Voilà. La politique reprend ses droits, ses droits cyniques. Les politiciens réamorcent leurs sales habitudes. Et le quotidien redevient lui-même, cette longue suite de futilités et d'ordinaire impoli. Rien n'adhère sur le sol de la politique : pas même un bouleversement spectaculaire des valeurs de notre propre société.
Regardez comment l'on va encore s'enfoncer dans les travers du monde d'avant alors que pas un seul politique ne va faire un tour sur lui-même pour remettre en quetsion le propre système dans lequel il s'englue. Non pas que les politiques soient coupables des attentats du 13 novembre, même si certains le disent pour entretenir le vernis d'une connerie universelle à des fins électoralistes. C'est à gerber. Non, mais les politiques devraient comprendre que quelque chose a changé, depuis vendredi 13 novembre, y compris dans la manière de faire de la politique, de parler aux citoyens, de faire croire que les sujets politiques sont les importants du monde.
Mais non. Nous repartons comme avant, sur les mêmes bases, avec les mêmes défauts de fabrication, les mêmes vices. Les élections régionales repennent leur cours, mais qu'est-ce qu'on s'en fout des élections régionales, qu'est-ce qu'on s'en ballonne des tronches d'untel ou d'untel sur une liste. Voter, mais a-t-on le coeur à voter ? A hisser des hommes et des femmes à telle ou telle place pour qu'elles et ils ne nous rendent même pas notre gentillsse en retour ? Les élections régionales... Et l'on veut nous faire croire qu'on va nous changer la vie, maintenant. Bien sûr...
Voilà. Le cours du quotidien serpente à nouveau, sans que RIEN ne change du côté de celles et ceux qui grossissent ce cours. Les mêmes intérêts personnels, les mêmes grosses ficelles, les mêmes egos saucissonnés, les mêmes platitudes et les mêmes poncifs. Tout doit changer, mais rien ne bouge. Car l'inertie est le meilleur moyen de garder au chaud ses propres intérêts, cette eptite entreprise lucrative que ne caresse même pas un semblant d'humilité.
Qu'est-ce qu'on s'en fout des élections, à l'heure où les larmes seront encore si chaudes. A l'heure où le monde d'avant, celui qui, même après les attentats de Charlie, nous laissait croire, un peu, que notre société pouvait rentrer à nouveau dans ses gonds, avec toute la prudence nécessaire. Il y avait eu des drames, ciblés, quatre millions de gens dans la rue pour faire bloc. Cette société-là, toute entière, a volé en éclats vendredi soir. Un mélange de sentiments habite désormais chacun de nous, de nouvelles habitudes doivent nous imprégner, sans doute que des espoirs, faux, doivent être mis à la trappe.

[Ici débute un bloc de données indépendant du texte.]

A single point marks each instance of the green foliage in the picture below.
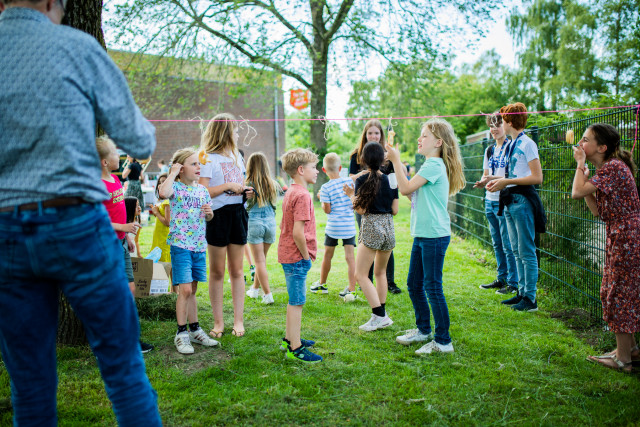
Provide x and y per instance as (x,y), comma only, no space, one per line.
(423,89)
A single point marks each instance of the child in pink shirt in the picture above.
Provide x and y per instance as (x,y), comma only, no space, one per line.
(297,247)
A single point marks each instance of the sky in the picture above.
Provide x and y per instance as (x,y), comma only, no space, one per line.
(497,38)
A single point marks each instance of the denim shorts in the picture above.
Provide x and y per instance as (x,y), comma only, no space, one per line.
(187,266)
(295,274)
(261,230)
(330,241)
(128,268)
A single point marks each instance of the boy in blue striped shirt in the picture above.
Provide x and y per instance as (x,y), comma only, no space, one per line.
(340,224)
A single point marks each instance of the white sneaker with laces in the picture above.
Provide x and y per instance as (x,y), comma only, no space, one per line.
(376,322)
(434,347)
(267,298)
(200,337)
(412,336)
(253,292)
(182,343)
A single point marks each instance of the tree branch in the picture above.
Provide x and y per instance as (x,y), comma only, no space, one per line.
(345,7)
(256,59)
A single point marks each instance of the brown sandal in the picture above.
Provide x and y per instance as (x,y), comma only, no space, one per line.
(216,334)
(619,365)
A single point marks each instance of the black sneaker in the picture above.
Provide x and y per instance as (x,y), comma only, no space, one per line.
(526,305)
(393,288)
(493,285)
(507,290)
(145,347)
(513,301)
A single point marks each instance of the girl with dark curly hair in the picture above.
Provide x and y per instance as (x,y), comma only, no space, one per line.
(374,199)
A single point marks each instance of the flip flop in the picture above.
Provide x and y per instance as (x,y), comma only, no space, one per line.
(216,334)
(635,358)
(619,365)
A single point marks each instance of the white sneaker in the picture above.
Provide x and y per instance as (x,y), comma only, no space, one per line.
(376,322)
(434,347)
(182,343)
(318,287)
(412,336)
(253,292)
(267,298)
(200,337)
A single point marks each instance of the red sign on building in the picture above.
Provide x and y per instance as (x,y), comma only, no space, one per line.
(299,98)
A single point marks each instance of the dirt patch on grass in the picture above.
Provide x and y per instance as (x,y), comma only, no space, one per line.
(202,358)
(585,326)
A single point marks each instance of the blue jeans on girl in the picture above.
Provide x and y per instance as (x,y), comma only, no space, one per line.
(425,275)
(72,249)
(507,269)
(522,235)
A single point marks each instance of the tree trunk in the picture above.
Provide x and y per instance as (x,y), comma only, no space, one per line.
(85,15)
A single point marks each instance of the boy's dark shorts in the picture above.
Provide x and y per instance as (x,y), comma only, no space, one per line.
(330,241)
(228,226)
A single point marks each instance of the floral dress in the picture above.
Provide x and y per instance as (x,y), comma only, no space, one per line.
(619,208)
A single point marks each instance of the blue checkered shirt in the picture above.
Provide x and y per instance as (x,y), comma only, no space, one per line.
(55,84)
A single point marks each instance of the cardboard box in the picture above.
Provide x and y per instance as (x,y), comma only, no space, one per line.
(150,278)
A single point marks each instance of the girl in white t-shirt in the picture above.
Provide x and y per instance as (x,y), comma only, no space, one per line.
(493,165)
(523,171)
(223,174)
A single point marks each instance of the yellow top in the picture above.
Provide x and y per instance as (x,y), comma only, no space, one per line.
(160,233)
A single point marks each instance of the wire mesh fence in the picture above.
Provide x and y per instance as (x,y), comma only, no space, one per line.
(571,253)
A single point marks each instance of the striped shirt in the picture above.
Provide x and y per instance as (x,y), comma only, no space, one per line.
(340,222)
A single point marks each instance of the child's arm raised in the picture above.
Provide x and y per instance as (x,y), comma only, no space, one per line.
(405,186)
(534,179)
(166,188)
(164,219)
(299,239)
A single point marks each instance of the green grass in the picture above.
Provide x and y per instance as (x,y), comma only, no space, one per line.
(508,367)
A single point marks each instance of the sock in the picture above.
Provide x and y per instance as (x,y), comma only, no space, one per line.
(378,311)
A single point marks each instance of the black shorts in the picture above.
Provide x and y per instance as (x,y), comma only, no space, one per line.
(228,226)
(330,241)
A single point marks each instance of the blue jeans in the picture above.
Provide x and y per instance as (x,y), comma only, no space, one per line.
(73,249)
(425,274)
(295,274)
(522,235)
(507,269)
(187,266)
(262,225)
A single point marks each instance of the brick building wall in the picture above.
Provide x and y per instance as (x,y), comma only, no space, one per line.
(202,99)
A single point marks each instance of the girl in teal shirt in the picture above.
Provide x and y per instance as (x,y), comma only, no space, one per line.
(439,177)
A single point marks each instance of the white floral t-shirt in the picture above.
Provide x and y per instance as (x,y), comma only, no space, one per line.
(187,229)
(221,170)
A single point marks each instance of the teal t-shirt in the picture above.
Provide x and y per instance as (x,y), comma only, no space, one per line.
(429,216)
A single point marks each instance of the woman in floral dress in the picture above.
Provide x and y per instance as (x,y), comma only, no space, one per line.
(612,195)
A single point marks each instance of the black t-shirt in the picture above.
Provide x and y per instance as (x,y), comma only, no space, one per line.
(355,168)
(136,170)
(385,196)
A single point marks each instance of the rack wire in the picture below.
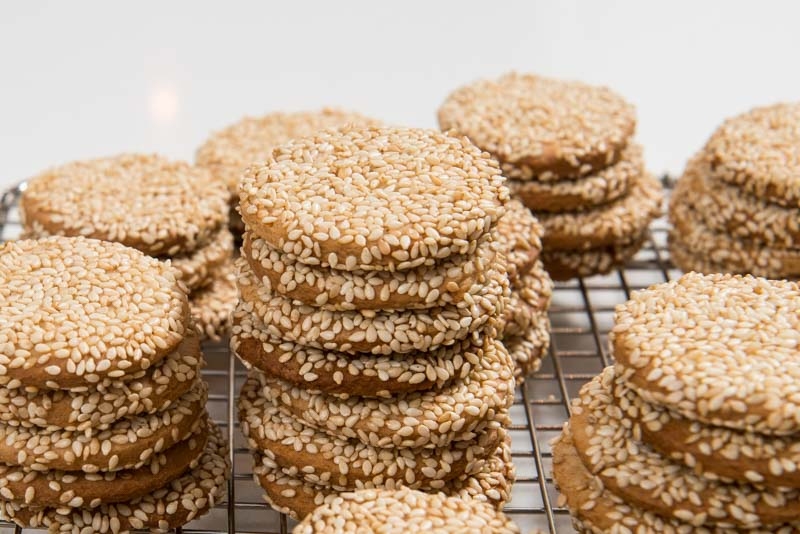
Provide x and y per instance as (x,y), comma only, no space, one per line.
(581,315)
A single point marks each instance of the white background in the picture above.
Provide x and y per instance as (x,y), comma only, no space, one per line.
(85,79)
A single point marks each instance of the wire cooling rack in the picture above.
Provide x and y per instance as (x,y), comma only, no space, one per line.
(581,314)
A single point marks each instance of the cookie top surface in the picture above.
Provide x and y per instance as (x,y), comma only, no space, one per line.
(251,140)
(405,510)
(718,348)
(760,151)
(159,206)
(376,198)
(75,311)
(542,124)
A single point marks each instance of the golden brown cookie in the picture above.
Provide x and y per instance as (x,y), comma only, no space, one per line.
(758,152)
(376,332)
(447,282)
(127,444)
(77,311)
(405,510)
(604,186)
(183,500)
(541,127)
(374,198)
(147,202)
(470,405)
(720,349)
(97,409)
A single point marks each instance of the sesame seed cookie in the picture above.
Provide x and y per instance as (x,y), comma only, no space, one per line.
(605,443)
(470,405)
(376,332)
(99,408)
(374,198)
(346,374)
(77,311)
(758,151)
(146,202)
(720,349)
(347,464)
(298,498)
(545,128)
(76,489)
(212,305)
(171,506)
(606,185)
(405,510)
(744,457)
(127,444)
(607,225)
(446,282)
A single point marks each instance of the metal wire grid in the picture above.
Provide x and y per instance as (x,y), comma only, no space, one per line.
(581,315)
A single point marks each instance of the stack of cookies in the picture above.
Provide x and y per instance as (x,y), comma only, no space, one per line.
(228,152)
(695,428)
(168,210)
(737,206)
(103,426)
(567,149)
(371,293)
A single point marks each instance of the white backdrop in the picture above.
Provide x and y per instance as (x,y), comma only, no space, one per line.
(84,79)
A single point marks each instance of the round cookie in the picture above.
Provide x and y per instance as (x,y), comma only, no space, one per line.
(542,127)
(447,282)
(147,202)
(470,405)
(374,199)
(733,347)
(97,409)
(345,374)
(183,500)
(606,444)
(758,152)
(297,498)
(251,140)
(346,464)
(744,457)
(75,489)
(212,305)
(77,311)
(405,510)
(127,444)
(369,331)
(608,225)
(605,186)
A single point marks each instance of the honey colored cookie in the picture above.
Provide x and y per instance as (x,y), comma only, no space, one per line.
(758,152)
(346,374)
(76,311)
(606,445)
(732,349)
(346,464)
(127,444)
(405,510)
(617,222)
(470,405)
(744,457)
(147,202)
(97,409)
(182,500)
(298,498)
(90,490)
(602,187)
(374,198)
(541,127)
(369,331)
(212,305)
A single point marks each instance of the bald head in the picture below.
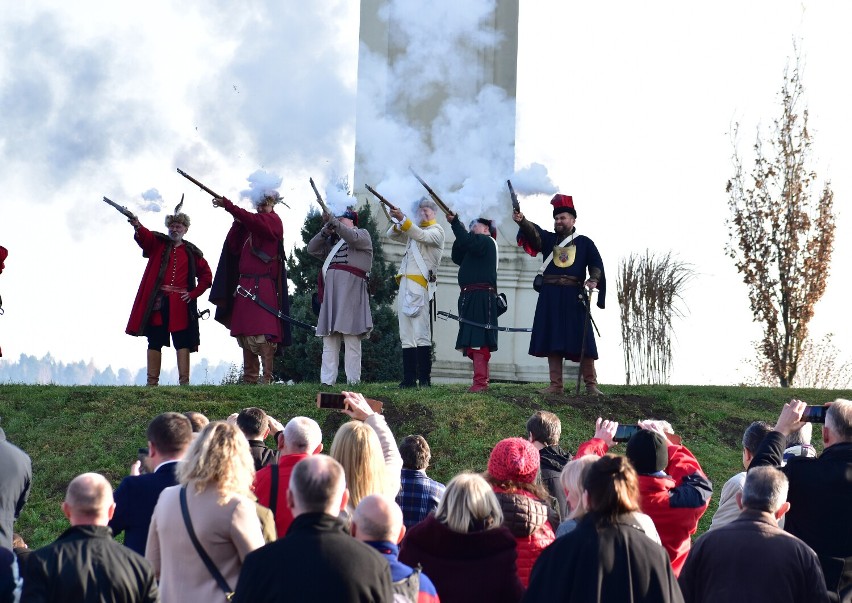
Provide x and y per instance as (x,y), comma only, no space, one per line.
(88,500)
(377,518)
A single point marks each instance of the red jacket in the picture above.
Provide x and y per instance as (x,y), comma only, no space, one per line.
(263,489)
(527,517)
(157,247)
(675,502)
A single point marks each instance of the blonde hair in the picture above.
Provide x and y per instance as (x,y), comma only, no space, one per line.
(356,446)
(571,480)
(219,457)
(469,505)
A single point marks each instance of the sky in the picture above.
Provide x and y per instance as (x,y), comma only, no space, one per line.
(628,107)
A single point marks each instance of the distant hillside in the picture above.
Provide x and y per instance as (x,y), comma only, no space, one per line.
(70,430)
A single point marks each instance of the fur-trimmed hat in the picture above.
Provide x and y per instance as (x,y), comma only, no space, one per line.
(351,214)
(178,216)
(492,229)
(648,451)
(515,460)
(563,203)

Sans doute même que le cheminement de nos rêves doit être infléchi et réorienté.
Nous sommes en train de faire un travail fabuleux sur nous-mêmes, car ce travail-là, pas un seul politique n'est capable de le faire pour nous, trop occupé à leurs objectifs. La tristesse, le chagrin, la colère, la peur, le sursis, tout ça se télescope. Alors, les élections régionales ne réveilleront rien.
Aujourd'hui, résister, ce n'est pas avoir la foi dans le politique mais avoir la foi dans le bistrotier, la vie, la culture et la liberté de chacun qui multiplié, donne une liberté collective qu'on aimerait nous retirer.
Ce n'est pas voter, être soudé derrière une élection qui nous sauvera mais être rassemblée à une terrasse de café. En l'espace d'un attentat, en France, le pouvoir citoyen s'attable aux troquets pour dire non à la violence. Comme quoi, le politique n'est plus un rempart contre les anti-démocrates. Et dire que des citoyens vont voter Front national en pensant laver l'affront... C'est à désespérer du genre humain. Mais tant qu'il y aura la politique pour nous étouffer, il sera impossible de respirer par nous-même. Aux bistrots, citoyens. C'est dire l'état dans lequel nous nous trouvons.